If you’re anything like me, you spend a lot of your time worrying about the future of The Good Fight. Good news today - a fifth season has gotten the go ahead.
There’s no word on how many episodes we’ll see in season five. But we do know that season four will conclude after just seven episodes on May 28 due to the stupid virus. It had been planned for a ten episode run.
I just wish they’d also greenlight seasons six and seven to allow me a peaceful sleep at night.
Source: Deadline

I’ll admit to not knowing exactly what a Percy Jackson is (I’m almost certain there’s an Urban Dictionary definition for it), but Disney+ have a series based on it in development. Source: Variety
The stupid virus has delayed TV production, which I assume is why The CW today announced a delay in the start of its upcoming TV season. It’ll kick off officially 4 months later than usual with a January 2021 start. Among the new shows is the highly anticipated Superman & Lois. Anticipated largely by me. Source: TheFutonCritic
Something to look forward to when The CW returns - it’ll return with a new-look Riverdale. The show will resume as it had, but show the final days of highschool for Archie and the Riverdale gang. But then a few episodes in there’ll be a time jump with the characters returning to Riverdale in their 20s. I bet there’s a murder mystery that brings them back…
Source: E!

El Presidente is an upcoming Amazon series about the 2015 FIFA scandal. It debuts June 5.

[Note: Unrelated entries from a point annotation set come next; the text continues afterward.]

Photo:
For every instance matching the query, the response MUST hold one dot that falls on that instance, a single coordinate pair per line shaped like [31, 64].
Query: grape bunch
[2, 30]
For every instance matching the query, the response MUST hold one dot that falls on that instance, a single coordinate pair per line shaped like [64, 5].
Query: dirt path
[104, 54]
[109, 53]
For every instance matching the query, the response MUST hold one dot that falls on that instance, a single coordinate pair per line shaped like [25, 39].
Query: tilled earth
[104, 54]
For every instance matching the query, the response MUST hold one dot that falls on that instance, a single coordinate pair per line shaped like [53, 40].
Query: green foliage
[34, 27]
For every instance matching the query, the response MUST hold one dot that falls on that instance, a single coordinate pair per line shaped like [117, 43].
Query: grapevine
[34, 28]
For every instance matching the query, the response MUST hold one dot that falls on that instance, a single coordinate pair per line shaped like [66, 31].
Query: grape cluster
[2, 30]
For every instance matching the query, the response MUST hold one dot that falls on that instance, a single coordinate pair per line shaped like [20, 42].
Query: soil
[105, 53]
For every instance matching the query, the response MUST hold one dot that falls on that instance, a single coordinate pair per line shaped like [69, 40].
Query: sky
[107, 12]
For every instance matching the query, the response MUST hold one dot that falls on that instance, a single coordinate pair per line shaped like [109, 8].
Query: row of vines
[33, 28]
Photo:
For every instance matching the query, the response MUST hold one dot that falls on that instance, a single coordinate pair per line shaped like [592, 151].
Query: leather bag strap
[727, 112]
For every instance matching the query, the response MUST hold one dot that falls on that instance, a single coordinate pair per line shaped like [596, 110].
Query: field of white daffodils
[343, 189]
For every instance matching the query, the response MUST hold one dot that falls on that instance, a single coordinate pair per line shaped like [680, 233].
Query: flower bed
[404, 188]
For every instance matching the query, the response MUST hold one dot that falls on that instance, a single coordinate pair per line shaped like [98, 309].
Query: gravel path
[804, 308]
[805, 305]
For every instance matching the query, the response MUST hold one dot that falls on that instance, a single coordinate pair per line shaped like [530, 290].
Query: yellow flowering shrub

I stumbled upon this last night - it’s a 1959 pilot for a proposed Nero Wolfe TV series. William Shatner is seen here playing Wolfe’s offsider Archie Goodwin. The full episode is available to watch here:
The final episode of Sports Night was broadcast 20 years ago this week (it aired 16 May 2000). Titled Quo Vadimus, the episode ended with as close to a mega-happy ending as possible with Natalie and Jeremy reunited and the TV network saved by a benevolent benefactor. But was it really a happy ending?
William Hughes at The AV Club takes a look back at the finale.
Sorkin gives this story the happy ending he and his colleagues couldn’t get—because he could, and because it makes for a much more comforting tale. But the optimism at the end of “Quo Vadamis” (it means “Where are we going?” by the way, which also probably felt a lot more hopeful at the time) only comes after it wades through the bleakness of a world in which being excellent and being successful are often not only different things, but diametrically opposed. In the end, Sports Night resolutely wasn’t prescient: The people who couldn’t make money off of it are still as entrenched in the money-making business as ever. It’s the show itself that’s now 20 years dead and gone.